This week I thought about the cost of education after reading a great OpEd from the Harvard Crimson titled, Fire Them All; God Will Know His Own. The cost of education has far outpaced inflation and evaded the deflationary force of technology. On its face, education seems like an industry vulnerable to disruption. Any user of Khan Academy or YouTube can receive college level education on almost any topic at ~no cost, so why is education so expensive?
One reason is the expansion of the administrative swamp. The Harvard OpEd notes that the administrative staff at Harvard (7,024 total) roughly equals the undergraduate population and is 1.5x the number of academic employees. Yale has also hit the 1:1 undergrad to administrator ratio. My bet is that a real audit of many college administrators' actual work functions would reveal a shocking number mainly overseeing the bylaws of the campus underwater basket weaving clubs.
Aside from the swamp, the real reason the cost of education has outpaced inflation is because colleges aren’t actually in the education business, they’re in the credentialization business. Education is free and scalable today, but a credential from a well regarded college is immensely valuable.
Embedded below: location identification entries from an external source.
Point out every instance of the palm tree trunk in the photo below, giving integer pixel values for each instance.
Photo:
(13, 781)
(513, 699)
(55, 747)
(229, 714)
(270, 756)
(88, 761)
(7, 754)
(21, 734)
Price deflation in education will require a widespread private sector embrace of skill assessments or professional skill certificates (like Coursera or Google certificates). Until a true alternative to traditional college is accepted, colleges will continue to generate artificial scarcity in their ability to “educate” (read credentialize) students, and the demand will remain strong. While a credential from a true brand name college will likely never be disrupted, there is a real opportunity for technology to disrupt the colleges charging brand name prices for an inferior credential. Perhaps there is hope for the next iteration of this chart.